Хелпикс

Главная

Контакты

Случайная статья





Одиннадцатое 22 страница



Лестница снова заскрипела, снова раздался елейный женский голос:

– Мистер и миссис Ландау, извините меня, пожалуйста. Но мой муж хочет знать, не желаете ли вы выпить перед ужином. У нас все есть. Но мой муж готовит чудесный горячий ромовый пунш.

Натан не сразу ответил:

– Угу, спасибо, ромовый пунш. Два.

И Софи подумала: «Это совсем как прежний Натан». Но тут она услышала, как он тихо пробормотал:

– А второе, второе – то, что у нас с тобой так и не было детей.

Она смотрела в сгущающиеся сумерки за окном, почувствовала, как ногти ее под одеялом вонзились, точно бритвы, в мякоть ладони, подумала: «Зачем ему надо было говорить об этом сейчас? Я же помню, как он сказал сегодня, что я мазохистская шлюха и он лишь дает мне то, что я хочу. Но неужели он не может избавить меня хотя бы от этой боли? »

– Я именно это имел в виду вечером, когда предлагал тебе выйти за меня замуж, – услышала она его слова.

Она молчала. Она вспомнила Краков и давно прошедшие времена, цоканье лошадиных копыт по истертым временем булыжникам мостовой: почему-то перед ее мысленным взором возник темный кинотеатр и яркий, в пастельных тонах, Утенок Дональд, бегавший по экрану в матросской шапочке, сдвинутой набок, и болтавший по-польски; затем она услышала нежный смех матери. Софи думала: «Если бы я могла снять замок с прошлого, может быть, я бы рассказала ему. Но прошлое, или чувство вины, или что-то еще сковывает мой язык. Ну почему я не могу рассказать ему, как я тоже страдала? И потеряла…»

 

…Даже слыша его идиотский лепет – а он повторяет снова и снова: «…ближе, ближе, Ирма Гриже», – даже чувствуя боль от того, как его рука безжалостно закручивает ей волосы, словно намереваясь выдернуть их, а другая с силой вдавливается ей в плечо, даже сознавая, что тут лежит, сотрясаясь, человек, перешагнувший границу разума и блуждающий в своем собственном безумном мире… даже всем телом ощущая лихорадочный страх, она не может не испытывать наслаждения от прикосновения к его члену.
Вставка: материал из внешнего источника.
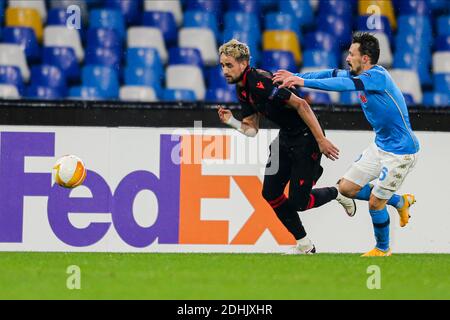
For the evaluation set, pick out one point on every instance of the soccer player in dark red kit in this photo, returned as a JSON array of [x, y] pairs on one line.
[[300, 143]]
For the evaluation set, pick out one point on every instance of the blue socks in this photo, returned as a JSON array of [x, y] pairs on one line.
[[364, 194], [381, 221]]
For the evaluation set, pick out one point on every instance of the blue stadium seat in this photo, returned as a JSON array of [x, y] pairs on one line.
[[301, 9], [413, 7], [249, 6], [104, 56], [49, 76], [57, 17], [221, 95], [140, 76], [201, 19], [378, 24], [44, 93], [436, 99], [321, 41], [213, 6], [165, 21], [442, 82], [443, 25], [185, 56], [276, 60], [131, 9], [337, 7], [104, 38], [24, 37], [349, 98], [65, 59], [179, 95], [338, 26], [144, 57], [86, 93], [443, 43], [318, 58], [104, 78], [11, 75], [107, 18]]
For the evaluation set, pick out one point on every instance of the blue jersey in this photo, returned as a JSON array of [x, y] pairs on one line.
[[381, 100]]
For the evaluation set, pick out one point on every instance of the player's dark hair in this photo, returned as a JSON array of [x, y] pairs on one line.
[[368, 45]]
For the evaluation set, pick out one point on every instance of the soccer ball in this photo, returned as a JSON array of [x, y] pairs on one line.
[[69, 171]]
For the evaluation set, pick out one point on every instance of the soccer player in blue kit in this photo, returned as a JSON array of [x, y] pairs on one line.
[[394, 152]]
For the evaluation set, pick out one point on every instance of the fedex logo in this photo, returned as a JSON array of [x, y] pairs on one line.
[[179, 190]]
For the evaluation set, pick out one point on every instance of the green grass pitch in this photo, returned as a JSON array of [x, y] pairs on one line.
[[223, 276]]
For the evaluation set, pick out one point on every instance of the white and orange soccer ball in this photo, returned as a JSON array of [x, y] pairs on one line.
[[69, 171]]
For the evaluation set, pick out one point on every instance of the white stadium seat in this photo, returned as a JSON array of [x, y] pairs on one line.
[[9, 92], [39, 5], [147, 37], [60, 36], [202, 39], [186, 77], [441, 62], [13, 55], [408, 82], [138, 93], [173, 6]]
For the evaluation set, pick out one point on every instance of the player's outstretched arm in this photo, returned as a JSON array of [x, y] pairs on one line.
[[249, 125], [308, 116]]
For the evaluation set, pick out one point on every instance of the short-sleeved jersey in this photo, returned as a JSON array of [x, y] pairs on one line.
[[260, 95]]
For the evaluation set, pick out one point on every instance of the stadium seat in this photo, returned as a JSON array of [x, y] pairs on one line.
[[24, 17], [317, 58], [137, 93], [64, 58], [59, 36], [49, 76], [105, 57], [26, 38], [408, 82], [442, 82], [165, 21], [186, 77], [221, 95], [199, 19], [302, 10], [443, 25], [13, 55], [186, 95], [249, 6], [201, 39], [144, 57], [11, 75], [130, 9], [173, 6], [147, 37], [185, 56], [8, 91], [107, 18], [385, 7], [282, 21], [443, 43], [140, 76], [349, 98], [85, 93], [38, 5], [104, 78], [104, 38], [43, 93], [441, 62], [436, 99], [282, 40], [275, 60]]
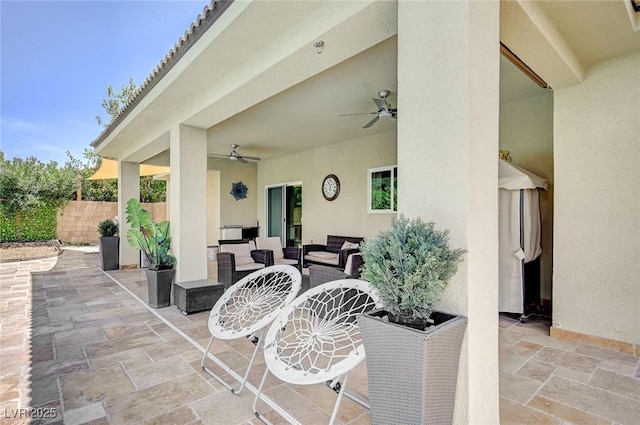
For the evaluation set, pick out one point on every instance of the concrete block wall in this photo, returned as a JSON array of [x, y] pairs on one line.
[[78, 221]]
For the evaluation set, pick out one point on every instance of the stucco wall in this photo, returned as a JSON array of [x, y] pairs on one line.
[[349, 160], [78, 221], [597, 203], [241, 212], [526, 131], [448, 78]]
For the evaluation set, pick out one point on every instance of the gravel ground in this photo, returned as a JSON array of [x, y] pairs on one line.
[[10, 252]]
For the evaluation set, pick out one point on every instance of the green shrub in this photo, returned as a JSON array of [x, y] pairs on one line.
[[108, 227], [37, 224], [410, 265]]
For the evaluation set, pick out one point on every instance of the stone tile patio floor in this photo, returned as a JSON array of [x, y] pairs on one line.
[[81, 343]]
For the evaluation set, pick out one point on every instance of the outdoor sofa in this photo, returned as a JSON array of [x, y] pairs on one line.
[[334, 254]]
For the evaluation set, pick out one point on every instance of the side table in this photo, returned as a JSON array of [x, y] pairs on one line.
[[196, 295]]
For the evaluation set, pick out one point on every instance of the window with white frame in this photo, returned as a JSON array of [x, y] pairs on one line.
[[383, 189]]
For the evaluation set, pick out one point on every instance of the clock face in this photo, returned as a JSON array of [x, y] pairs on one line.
[[331, 187]]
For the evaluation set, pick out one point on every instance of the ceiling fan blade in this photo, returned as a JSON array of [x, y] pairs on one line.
[[370, 123], [361, 113], [251, 158], [382, 104]]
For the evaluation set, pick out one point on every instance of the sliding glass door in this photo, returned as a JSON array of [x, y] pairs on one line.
[[284, 213]]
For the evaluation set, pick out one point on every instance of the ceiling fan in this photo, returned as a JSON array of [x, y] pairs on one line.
[[234, 156], [385, 111]]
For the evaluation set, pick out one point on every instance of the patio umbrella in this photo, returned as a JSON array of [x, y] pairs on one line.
[[109, 170]]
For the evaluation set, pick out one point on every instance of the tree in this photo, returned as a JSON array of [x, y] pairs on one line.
[[26, 187], [26, 184], [115, 102]]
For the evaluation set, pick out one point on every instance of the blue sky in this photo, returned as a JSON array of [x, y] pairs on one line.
[[57, 59]]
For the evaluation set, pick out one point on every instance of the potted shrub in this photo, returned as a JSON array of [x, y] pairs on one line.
[[154, 239], [109, 243], [412, 351]]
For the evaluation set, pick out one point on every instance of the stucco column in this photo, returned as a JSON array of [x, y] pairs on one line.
[[448, 103], [188, 201], [128, 187]]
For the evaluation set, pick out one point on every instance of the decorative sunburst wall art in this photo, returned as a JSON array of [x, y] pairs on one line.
[[239, 190]]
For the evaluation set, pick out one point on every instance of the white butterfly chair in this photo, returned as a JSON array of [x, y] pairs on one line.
[[316, 340], [247, 308]]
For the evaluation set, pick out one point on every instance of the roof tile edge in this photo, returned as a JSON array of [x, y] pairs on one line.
[[203, 22]]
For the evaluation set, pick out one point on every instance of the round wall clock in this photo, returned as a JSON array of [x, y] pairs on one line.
[[331, 187]]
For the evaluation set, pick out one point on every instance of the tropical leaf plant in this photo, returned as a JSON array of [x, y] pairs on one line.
[[154, 239]]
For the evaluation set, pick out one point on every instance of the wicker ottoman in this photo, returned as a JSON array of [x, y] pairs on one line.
[[196, 295]]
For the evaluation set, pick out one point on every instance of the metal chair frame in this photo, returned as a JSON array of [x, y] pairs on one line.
[[247, 308], [315, 339]]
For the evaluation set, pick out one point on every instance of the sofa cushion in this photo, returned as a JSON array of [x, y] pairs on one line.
[[271, 243], [286, 262], [348, 267], [350, 245], [334, 243], [323, 257], [250, 266], [241, 251]]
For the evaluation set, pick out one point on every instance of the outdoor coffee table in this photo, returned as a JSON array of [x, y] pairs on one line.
[[196, 295]]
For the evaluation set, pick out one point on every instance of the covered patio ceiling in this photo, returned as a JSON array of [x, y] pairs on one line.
[[548, 36]]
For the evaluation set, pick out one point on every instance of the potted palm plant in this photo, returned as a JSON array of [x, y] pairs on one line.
[[154, 239], [412, 351], [109, 243]]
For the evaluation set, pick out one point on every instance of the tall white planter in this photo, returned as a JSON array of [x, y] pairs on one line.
[[412, 373]]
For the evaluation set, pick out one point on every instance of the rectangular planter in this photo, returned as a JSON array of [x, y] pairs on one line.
[[159, 285], [109, 252], [412, 374]]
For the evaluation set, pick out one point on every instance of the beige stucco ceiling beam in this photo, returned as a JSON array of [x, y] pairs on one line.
[[346, 28], [141, 150], [233, 67], [527, 31]]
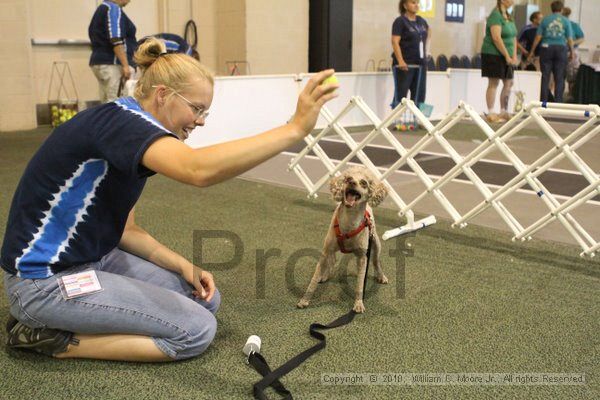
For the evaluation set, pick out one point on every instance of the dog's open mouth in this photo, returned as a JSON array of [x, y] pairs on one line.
[[352, 196]]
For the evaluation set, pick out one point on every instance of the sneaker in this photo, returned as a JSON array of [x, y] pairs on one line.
[[41, 340], [494, 118], [505, 116]]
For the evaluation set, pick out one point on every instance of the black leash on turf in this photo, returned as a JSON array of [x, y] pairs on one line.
[[271, 378]]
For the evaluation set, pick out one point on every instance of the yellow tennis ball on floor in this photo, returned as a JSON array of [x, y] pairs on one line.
[[331, 79]]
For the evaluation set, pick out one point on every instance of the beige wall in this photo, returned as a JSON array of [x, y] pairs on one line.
[[277, 36], [272, 35], [16, 98], [231, 33]]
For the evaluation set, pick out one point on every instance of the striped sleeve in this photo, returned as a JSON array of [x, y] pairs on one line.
[[113, 19]]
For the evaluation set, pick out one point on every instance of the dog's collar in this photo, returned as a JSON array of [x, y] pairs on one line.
[[366, 223]]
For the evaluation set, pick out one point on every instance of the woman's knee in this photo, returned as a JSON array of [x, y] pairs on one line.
[[193, 339], [493, 83]]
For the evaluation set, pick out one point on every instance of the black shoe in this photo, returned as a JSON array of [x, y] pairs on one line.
[[12, 321], [41, 340]]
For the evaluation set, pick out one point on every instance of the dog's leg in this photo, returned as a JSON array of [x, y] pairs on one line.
[[322, 267], [327, 267], [361, 260], [376, 250]]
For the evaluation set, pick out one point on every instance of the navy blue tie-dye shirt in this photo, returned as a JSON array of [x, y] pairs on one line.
[[72, 203]]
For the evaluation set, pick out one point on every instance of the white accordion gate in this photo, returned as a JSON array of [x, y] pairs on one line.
[[496, 140]]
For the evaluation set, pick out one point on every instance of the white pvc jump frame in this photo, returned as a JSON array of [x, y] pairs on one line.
[[527, 174]]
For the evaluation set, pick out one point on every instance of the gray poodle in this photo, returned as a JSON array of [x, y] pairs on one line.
[[357, 190]]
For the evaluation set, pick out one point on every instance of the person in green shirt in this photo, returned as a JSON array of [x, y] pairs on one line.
[[573, 65], [554, 34], [498, 58]]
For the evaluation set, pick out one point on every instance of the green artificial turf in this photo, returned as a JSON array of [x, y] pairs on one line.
[[465, 301]]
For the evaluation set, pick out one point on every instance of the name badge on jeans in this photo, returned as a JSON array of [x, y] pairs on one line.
[[79, 284]]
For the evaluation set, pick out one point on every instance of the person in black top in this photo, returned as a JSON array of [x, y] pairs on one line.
[[410, 33], [112, 34], [174, 44], [525, 42]]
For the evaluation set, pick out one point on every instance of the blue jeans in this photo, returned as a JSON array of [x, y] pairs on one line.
[[553, 59], [138, 298], [405, 80]]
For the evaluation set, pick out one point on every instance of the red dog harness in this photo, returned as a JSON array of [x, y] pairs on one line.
[[366, 223]]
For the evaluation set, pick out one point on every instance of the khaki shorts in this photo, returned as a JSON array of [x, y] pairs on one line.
[[109, 77]]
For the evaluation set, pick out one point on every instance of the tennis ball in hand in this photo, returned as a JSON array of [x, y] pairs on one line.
[[331, 79]]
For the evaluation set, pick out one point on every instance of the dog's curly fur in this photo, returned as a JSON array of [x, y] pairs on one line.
[[356, 190]]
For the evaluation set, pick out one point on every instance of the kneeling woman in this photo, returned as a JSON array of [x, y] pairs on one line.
[[73, 212]]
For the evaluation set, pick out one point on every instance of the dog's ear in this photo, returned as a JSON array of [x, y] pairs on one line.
[[378, 193], [336, 186]]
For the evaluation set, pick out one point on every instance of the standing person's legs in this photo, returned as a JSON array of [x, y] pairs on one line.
[[418, 84], [546, 67], [507, 85], [558, 69], [395, 75], [490, 94], [404, 82]]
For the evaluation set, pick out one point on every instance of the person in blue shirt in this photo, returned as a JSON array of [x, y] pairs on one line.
[[112, 35], [526, 39], [74, 212], [554, 34], [174, 44], [578, 38], [410, 34]]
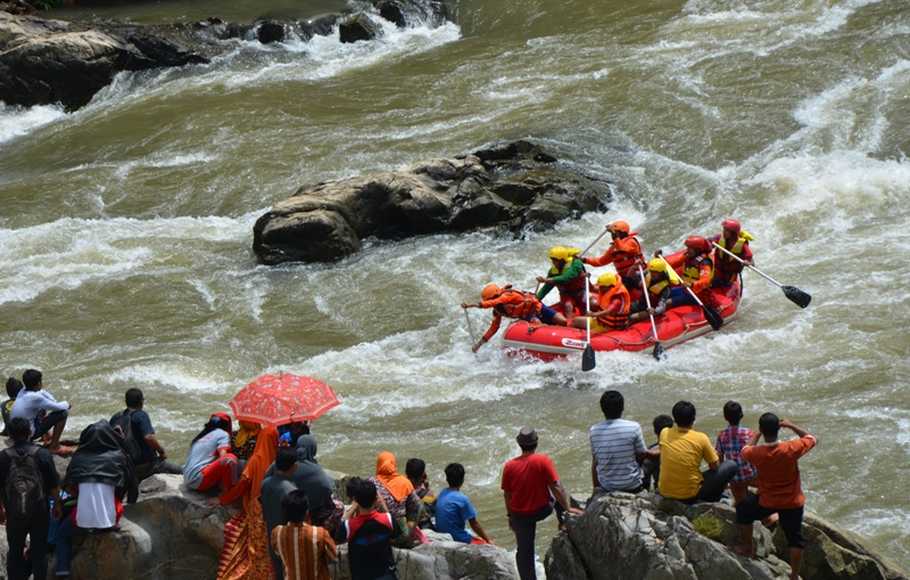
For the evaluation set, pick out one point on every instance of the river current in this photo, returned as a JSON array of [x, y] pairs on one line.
[[126, 228]]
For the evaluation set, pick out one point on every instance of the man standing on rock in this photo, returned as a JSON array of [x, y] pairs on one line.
[[779, 487], [529, 484]]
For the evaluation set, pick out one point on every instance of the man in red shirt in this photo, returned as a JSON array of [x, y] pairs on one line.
[[529, 484], [779, 487]]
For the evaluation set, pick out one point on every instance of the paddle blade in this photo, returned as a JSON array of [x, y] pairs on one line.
[[587, 359], [714, 318], [658, 351], [797, 296]]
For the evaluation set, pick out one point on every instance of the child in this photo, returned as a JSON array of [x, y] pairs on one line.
[[369, 535], [454, 509], [729, 446], [416, 471], [305, 550], [651, 467]]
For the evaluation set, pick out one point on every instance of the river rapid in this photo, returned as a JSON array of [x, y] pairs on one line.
[[126, 230]]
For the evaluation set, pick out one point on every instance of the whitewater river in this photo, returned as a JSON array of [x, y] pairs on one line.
[[126, 230]]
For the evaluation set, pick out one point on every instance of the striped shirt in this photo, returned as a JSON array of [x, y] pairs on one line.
[[614, 445], [304, 550]]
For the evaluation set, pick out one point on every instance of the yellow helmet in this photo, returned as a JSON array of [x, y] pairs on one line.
[[607, 279], [558, 253], [490, 291]]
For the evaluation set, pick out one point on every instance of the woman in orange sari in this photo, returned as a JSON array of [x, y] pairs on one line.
[[245, 555]]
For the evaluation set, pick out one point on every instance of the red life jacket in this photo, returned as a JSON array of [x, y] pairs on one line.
[[620, 318]]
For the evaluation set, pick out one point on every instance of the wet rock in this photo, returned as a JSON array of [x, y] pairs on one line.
[[46, 61], [358, 27], [270, 31], [513, 186], [655, 538]]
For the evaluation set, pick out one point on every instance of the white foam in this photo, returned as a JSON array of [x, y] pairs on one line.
[[19, 121]]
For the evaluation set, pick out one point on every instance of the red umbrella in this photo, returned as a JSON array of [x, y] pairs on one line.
[[277, 399]]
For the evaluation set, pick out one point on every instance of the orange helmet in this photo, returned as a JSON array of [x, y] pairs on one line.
[[731, 225], [619, 226], [698, 244], [490, 291]]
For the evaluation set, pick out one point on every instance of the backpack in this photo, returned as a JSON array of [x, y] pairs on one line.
[[123, 425], [24, 486]]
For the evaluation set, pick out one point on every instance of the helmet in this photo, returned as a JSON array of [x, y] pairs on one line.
[[558, 253], [698, 244], [731, 225], [619, 226], [607, 279], [656, 265], [490, 291]]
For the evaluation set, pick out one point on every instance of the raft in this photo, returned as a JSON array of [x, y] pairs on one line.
[[676, 325]]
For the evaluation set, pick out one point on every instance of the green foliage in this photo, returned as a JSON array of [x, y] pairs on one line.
[[709, 526]]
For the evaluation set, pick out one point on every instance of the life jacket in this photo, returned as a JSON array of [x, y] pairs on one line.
[[528, 306], [619, 319], [573, 286], [626, 254], [692, 268]]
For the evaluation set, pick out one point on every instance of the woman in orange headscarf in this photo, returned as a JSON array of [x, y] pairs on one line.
[[245, 555], [397, 493]]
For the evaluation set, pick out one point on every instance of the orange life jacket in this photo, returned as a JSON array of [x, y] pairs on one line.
[[520, 304], [620, 318]]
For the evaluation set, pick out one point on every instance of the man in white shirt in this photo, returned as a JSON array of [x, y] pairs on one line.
[[40, 409]]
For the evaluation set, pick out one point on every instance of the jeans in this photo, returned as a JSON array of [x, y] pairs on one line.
[[17, 567], [525, 529]]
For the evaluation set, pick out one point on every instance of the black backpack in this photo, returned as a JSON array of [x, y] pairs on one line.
[[123, 425], [25, 496]]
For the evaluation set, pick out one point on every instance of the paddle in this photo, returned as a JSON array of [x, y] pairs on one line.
[[658, 348], [711, 315], [588, 361], [793, 294]]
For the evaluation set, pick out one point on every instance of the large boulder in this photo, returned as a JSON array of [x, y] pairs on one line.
[[655, 539], [513, 186], [49, 61]]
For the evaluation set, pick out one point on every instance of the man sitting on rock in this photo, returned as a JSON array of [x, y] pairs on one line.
[[617, 447], [682, 450], [779, 487]]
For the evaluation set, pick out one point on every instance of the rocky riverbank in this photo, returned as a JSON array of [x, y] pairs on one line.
[[46, 61], [512, 187]]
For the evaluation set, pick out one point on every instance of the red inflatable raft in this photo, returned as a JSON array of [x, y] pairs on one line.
[[673, 327]]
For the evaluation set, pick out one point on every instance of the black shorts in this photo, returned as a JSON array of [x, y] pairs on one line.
[[791, 520]]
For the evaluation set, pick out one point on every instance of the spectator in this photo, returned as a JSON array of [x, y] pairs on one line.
[[305, 550], [29, 470], [527, 484], [369, 534], [13, 386], [779, 487], [141, 444], [454, 509], [40, 409], [275, 488], [209, 463], [397, 493], [416, 471], [729, 445], [682, 450], [99, 476], [617, 448], [650, 467]]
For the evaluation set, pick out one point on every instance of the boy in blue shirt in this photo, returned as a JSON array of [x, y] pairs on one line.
[[454, 509]]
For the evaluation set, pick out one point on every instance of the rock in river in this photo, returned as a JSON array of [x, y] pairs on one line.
[[512, 186]]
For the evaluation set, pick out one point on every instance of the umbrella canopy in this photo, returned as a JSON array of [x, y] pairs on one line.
[[278, 399]]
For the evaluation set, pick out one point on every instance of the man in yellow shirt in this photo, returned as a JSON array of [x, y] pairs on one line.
[[682, 450]]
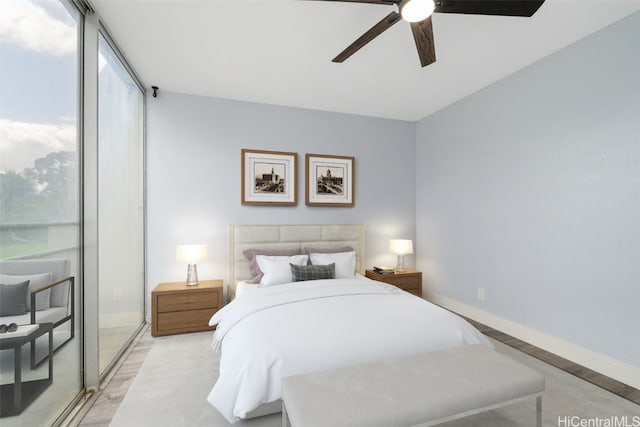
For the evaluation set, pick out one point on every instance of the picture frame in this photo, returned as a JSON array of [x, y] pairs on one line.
[[269, 177], [330, 180]]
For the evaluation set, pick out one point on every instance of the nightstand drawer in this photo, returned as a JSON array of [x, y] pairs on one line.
[[177, 308], [405, 283], [195, 300], [181, 321], [410, 280]]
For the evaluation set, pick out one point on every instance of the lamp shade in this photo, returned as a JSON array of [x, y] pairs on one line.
[[401, 246], [416, 10], [191, 254]]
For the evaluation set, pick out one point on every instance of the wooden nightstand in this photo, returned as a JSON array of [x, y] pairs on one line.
[[409, 280], [177, 308]]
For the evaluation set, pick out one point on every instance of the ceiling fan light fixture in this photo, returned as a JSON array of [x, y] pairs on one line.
[[416, 10]]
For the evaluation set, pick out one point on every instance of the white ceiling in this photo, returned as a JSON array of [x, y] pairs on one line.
[[279, 51]]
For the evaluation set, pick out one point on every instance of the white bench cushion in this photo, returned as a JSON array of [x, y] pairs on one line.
[[410, 390]]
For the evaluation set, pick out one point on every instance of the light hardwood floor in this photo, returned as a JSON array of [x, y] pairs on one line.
[[101, 408]]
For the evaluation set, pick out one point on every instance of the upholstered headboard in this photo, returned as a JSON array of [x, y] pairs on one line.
[[243, 237]]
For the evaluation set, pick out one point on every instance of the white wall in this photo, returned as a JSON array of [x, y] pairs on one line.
[[193, 176], [530, 189]]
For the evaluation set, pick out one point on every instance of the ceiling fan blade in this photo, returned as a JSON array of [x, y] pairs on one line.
[[391, 2], [524, 8], [423, 35], [373, 32]]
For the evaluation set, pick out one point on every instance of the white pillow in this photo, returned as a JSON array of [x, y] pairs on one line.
[[276, 270], [345, 263]]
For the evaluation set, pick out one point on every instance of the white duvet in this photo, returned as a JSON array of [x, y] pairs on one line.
[[312, 326]]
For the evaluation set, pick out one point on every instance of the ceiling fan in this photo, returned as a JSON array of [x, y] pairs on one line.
[[418, 14]]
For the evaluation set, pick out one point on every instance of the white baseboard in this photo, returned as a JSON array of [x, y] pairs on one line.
[[605, 365], [117, 320]]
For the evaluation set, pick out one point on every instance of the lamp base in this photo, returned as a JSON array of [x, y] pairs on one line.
[[192, 275]]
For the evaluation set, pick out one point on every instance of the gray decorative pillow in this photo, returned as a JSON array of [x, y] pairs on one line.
[[13, 299], [301, 273], [35, 281], [312, 250], [250, 255]]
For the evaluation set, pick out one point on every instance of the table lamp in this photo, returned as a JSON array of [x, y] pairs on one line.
[[191, 254], [401, 248]]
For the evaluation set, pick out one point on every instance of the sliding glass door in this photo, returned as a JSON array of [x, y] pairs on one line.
[[39, 196], [120, 205]]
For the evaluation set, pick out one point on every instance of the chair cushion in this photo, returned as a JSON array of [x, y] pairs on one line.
[[59, 269], [35, 281], [13, 298]]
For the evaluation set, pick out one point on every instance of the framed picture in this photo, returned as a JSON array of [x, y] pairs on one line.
[[269, 178], [329, 180]]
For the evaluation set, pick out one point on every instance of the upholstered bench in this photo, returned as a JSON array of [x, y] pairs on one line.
[[424, 389]]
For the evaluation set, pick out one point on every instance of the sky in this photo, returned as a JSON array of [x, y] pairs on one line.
[[38, 81]]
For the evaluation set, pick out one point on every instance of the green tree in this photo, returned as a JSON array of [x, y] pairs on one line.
[[19, 199], [56, 176]]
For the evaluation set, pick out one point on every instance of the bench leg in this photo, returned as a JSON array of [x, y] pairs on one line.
[[285, 416]]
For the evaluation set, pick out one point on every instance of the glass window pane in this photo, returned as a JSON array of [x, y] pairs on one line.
[[120, 205], [39, 175]]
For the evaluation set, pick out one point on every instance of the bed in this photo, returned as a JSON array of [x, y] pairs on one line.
[[267, 333]]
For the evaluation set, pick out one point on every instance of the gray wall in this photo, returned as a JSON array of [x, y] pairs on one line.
[[193, 176], [530, 189]]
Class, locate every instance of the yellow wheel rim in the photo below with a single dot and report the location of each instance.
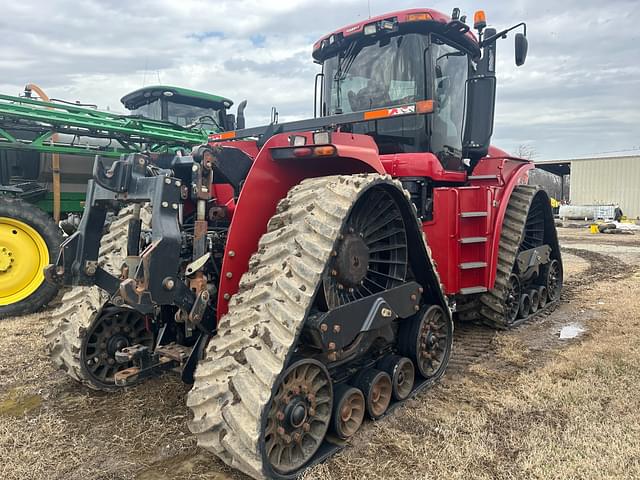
(23, 256)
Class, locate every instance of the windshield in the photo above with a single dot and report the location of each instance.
(373, 75)
(449, 86)
(150, 110)
(207, 118)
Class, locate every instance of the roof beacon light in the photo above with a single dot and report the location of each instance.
(479, 20)
(370, 29)
(387, 25)
(418, 17)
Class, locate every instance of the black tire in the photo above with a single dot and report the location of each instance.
(44, 225)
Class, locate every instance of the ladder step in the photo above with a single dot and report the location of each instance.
(473, 214)
(470, 290)
(470, 265)
(483, 177)
(473, 240)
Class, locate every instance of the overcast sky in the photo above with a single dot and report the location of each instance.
(577, 95)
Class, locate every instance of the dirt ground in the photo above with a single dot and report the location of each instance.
(516, 404)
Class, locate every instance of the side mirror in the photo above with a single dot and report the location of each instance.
(231, 121)
(478, 128)
(522, 45)
(240, 120)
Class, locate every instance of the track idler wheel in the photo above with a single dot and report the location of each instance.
(525, 306)
(554, 280)
(402, 373)
(534, 296)
(427, 339)
(116, 328)
(348, 411)
(377, 388)
(299, 416)
(542, 297)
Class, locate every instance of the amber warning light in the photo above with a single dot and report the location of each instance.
(479, 20)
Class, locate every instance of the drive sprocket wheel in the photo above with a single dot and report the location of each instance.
(82, 307)
(528, 223)
(427, 339)
(371, 255)
(114, 329)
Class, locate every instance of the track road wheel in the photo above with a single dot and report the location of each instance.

И она сосет, сосет, сосет. Сосет любовно, без конца. Пальцы ее царапают землю лесистого холма, где Натан лежит сейчас под нею, она чувствует, как под ногти забирается грязь. Земля сырая и холодная, в воздухе пахнет горящим деревом, а сквозь ее прикрытые веки просвечивает невероятно яркая огненная листва. И Софи сосет, сосет. Под коленями бугрится какая-то скорлупа – ей больно, но она не передвигается, чтобы утишить боль.

– Ох, Иисусе Христе, ох, соси же меня, Ирма, соси своего еврейчика.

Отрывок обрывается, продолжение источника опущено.